The Data Book’s authors examine trends of 16 indicators pertaining to economic well-being, education, health, and family and community. To look at geographic trends, some of these indicators can be viewed spatially on PolicyMap. The map below, using data from the Census’ Small Area Health Insurance Estimates, shows the percent of people under the age of 18 without health insurance in 2011-2015. In many counties, more than one-tenth of young people are living without health insurance.
Other child well-being indicators on PolicyMap include the percent of young people living in poverty, students receiving Free and Reduced Price lunch (both in the Money & Income tab), child obesity (in the Health tab), as well as a host of education data in the Education tab.
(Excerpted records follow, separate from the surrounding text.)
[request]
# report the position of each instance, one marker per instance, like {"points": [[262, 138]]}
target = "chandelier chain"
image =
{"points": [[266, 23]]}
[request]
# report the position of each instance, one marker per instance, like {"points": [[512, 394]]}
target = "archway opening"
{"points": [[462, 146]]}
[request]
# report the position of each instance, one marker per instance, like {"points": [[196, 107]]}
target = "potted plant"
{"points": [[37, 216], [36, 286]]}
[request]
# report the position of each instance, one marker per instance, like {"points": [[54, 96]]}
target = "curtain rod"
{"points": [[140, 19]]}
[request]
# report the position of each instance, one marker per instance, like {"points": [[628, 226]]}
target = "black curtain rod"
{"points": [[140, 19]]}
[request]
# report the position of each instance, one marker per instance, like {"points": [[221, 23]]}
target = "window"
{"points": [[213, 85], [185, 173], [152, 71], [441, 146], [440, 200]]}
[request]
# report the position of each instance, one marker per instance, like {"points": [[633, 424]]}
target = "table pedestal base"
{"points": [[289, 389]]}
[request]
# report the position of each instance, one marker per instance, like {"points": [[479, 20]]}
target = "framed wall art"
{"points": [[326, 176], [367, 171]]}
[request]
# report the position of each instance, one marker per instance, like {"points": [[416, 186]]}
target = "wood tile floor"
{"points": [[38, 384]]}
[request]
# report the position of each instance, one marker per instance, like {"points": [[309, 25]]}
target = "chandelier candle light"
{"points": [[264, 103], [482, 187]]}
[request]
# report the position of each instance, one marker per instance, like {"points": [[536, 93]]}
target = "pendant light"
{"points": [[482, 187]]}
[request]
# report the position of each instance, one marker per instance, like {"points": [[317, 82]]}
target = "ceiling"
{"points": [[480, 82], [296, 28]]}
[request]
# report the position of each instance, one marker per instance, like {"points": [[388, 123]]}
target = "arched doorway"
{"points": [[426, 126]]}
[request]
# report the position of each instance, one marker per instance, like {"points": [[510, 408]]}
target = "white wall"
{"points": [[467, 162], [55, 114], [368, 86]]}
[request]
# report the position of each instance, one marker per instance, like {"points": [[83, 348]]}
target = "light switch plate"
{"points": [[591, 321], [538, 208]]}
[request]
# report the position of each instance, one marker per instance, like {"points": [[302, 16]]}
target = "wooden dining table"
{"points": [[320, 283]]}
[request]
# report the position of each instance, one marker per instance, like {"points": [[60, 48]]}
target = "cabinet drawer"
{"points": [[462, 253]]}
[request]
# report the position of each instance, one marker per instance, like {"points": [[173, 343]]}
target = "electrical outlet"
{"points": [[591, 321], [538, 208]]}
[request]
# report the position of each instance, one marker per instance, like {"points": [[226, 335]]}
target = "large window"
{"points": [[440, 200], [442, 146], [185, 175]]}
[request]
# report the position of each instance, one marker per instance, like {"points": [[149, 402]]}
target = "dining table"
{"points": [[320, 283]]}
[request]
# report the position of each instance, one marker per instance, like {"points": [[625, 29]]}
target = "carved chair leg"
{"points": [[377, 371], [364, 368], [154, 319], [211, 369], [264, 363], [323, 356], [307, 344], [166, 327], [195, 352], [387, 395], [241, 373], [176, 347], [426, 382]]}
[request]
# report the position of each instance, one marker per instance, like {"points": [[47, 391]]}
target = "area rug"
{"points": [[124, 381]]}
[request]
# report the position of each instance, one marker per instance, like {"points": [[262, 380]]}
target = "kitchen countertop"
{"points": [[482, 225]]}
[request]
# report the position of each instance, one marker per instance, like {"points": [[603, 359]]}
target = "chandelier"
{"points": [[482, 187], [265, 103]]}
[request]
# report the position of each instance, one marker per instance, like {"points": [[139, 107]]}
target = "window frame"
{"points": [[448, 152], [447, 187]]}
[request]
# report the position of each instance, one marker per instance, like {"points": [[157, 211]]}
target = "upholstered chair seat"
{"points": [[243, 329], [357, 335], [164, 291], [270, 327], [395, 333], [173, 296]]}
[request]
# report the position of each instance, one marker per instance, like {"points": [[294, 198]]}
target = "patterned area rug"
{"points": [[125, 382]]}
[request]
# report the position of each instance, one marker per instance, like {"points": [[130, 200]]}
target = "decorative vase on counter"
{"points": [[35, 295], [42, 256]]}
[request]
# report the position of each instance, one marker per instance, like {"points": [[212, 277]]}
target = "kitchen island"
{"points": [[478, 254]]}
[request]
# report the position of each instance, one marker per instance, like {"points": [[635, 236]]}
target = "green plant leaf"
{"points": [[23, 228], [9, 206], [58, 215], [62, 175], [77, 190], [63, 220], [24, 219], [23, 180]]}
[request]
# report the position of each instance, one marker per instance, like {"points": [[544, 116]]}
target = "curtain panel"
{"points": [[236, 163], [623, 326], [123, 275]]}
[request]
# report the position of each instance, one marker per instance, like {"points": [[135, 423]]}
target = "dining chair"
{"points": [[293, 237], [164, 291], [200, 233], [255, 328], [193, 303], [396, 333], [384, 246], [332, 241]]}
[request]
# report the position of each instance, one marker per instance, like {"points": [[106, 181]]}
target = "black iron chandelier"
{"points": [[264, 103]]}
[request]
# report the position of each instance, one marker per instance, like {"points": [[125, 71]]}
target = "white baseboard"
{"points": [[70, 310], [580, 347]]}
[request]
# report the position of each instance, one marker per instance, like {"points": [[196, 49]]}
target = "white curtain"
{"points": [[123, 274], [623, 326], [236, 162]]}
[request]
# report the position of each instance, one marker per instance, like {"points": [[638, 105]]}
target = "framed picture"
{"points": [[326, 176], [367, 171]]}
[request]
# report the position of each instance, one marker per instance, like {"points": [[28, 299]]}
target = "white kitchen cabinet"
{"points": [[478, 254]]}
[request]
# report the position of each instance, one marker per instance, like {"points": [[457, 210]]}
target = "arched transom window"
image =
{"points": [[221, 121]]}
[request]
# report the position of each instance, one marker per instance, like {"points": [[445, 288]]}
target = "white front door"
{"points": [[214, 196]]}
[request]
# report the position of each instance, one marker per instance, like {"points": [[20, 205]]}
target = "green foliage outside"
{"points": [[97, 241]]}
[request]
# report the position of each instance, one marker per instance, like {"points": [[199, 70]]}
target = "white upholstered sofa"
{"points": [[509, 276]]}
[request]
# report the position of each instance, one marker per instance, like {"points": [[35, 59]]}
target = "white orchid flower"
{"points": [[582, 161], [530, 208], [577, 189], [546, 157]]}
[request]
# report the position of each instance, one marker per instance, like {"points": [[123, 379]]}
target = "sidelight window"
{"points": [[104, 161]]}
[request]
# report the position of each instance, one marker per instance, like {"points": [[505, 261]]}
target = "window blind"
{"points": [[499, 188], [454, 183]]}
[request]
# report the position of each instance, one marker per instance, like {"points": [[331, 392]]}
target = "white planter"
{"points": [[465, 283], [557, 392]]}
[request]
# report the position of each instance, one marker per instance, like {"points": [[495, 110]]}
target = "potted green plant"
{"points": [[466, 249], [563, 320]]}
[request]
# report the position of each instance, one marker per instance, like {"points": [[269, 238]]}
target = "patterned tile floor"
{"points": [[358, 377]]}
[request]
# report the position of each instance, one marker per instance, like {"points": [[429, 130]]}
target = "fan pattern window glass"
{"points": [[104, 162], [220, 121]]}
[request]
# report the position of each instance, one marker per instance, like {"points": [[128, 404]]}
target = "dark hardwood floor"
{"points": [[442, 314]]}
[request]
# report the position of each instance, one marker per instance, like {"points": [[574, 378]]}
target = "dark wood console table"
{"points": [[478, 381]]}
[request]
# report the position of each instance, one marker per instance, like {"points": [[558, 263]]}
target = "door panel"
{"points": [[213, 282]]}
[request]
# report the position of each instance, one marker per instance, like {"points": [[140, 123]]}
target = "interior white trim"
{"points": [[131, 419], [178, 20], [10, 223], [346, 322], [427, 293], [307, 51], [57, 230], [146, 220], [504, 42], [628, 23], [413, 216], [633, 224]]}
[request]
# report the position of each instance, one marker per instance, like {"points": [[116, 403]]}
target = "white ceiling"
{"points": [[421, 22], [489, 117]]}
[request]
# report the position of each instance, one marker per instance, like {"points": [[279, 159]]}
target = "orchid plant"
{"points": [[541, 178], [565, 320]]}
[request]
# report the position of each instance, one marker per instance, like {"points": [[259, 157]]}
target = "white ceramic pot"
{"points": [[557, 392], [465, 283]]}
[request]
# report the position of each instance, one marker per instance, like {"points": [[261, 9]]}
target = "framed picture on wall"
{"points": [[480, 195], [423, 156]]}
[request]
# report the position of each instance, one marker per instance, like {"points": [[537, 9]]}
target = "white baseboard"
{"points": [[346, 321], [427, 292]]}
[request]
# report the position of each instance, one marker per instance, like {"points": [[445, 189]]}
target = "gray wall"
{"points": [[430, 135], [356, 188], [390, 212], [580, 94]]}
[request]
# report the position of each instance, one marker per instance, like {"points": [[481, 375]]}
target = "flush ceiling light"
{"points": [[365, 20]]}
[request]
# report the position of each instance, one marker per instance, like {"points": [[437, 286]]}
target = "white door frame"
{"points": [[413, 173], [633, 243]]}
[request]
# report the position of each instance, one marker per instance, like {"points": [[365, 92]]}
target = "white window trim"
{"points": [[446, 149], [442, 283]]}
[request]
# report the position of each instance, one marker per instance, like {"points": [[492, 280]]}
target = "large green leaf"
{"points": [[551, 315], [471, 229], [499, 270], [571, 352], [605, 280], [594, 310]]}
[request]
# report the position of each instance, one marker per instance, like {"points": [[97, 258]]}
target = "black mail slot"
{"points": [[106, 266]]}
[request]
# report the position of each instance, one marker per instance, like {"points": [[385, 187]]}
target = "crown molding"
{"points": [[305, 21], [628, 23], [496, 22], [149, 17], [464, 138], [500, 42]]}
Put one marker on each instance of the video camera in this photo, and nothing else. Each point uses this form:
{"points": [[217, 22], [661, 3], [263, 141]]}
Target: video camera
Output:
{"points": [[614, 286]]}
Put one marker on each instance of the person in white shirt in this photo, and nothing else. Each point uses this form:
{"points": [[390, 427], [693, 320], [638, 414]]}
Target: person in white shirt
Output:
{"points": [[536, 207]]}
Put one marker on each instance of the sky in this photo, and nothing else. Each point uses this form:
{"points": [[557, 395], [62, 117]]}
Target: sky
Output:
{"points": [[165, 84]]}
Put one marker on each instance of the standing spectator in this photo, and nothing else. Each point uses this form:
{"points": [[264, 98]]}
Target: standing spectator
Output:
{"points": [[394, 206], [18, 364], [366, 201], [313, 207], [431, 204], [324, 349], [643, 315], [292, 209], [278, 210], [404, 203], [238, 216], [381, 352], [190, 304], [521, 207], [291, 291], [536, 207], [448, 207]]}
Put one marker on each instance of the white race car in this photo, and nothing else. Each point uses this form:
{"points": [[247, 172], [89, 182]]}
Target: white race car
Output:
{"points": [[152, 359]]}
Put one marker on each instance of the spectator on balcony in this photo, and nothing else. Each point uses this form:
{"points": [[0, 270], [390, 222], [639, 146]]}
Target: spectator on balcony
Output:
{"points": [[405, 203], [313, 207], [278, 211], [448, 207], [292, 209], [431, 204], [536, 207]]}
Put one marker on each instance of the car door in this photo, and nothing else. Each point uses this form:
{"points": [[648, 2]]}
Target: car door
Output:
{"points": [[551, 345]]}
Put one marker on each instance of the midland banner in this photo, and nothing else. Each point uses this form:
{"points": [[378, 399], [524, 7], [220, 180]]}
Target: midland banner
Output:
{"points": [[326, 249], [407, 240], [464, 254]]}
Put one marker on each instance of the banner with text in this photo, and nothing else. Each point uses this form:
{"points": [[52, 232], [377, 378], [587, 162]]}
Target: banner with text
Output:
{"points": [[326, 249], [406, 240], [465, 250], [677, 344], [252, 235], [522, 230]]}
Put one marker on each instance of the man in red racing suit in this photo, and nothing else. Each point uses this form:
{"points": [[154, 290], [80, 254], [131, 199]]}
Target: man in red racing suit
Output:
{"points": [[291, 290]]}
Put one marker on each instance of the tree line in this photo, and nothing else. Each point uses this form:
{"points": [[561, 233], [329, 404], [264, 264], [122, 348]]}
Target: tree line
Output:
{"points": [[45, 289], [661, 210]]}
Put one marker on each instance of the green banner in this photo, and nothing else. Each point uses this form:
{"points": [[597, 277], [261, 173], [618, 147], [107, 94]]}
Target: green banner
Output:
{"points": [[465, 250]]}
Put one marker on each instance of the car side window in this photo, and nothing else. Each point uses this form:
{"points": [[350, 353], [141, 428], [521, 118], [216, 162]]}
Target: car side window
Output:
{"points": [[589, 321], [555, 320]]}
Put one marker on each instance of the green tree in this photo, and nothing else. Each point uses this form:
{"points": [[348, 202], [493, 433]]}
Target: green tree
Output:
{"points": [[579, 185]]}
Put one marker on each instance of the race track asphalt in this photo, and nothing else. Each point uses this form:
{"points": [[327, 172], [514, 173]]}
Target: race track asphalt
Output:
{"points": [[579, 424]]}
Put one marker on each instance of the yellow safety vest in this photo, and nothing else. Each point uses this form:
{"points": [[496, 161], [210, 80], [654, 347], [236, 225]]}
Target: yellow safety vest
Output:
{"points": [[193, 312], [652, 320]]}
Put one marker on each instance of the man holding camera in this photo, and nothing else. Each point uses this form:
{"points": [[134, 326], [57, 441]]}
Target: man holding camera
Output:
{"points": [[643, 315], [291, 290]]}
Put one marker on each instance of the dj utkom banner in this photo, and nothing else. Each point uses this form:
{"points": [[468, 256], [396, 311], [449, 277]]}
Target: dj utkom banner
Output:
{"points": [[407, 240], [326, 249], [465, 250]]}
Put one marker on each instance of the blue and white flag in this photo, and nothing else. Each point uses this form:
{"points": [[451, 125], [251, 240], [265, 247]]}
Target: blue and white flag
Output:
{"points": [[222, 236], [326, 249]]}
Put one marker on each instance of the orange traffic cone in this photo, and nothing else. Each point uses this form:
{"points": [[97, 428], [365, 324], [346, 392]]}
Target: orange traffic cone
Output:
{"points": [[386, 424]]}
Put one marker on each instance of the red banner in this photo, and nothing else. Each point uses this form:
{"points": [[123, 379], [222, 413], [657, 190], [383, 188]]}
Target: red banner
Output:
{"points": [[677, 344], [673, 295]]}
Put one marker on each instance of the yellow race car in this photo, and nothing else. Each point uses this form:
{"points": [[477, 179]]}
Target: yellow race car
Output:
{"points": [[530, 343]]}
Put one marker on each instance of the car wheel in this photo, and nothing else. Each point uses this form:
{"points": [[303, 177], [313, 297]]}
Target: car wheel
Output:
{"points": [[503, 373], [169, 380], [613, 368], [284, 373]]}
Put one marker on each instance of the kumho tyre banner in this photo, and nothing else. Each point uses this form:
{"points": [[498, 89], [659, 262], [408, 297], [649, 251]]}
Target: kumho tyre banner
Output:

Keep your eyes out for an exciting blog entry about GreatSchools school performance data next week!
And lastly, when considering the status of child well-being, it is worth keeping in mind how kids in the United States fair in comparison to other countries. According to a recent study by the United Nations Children’s Fund (UNICEF) which ranked 29 economically advanced countries using five dimensions of indicators, the U.S. was ranked 26 out of 29 in overall child well-being. Clearly, there are still gains to be made in ensuring prosperity for our young people.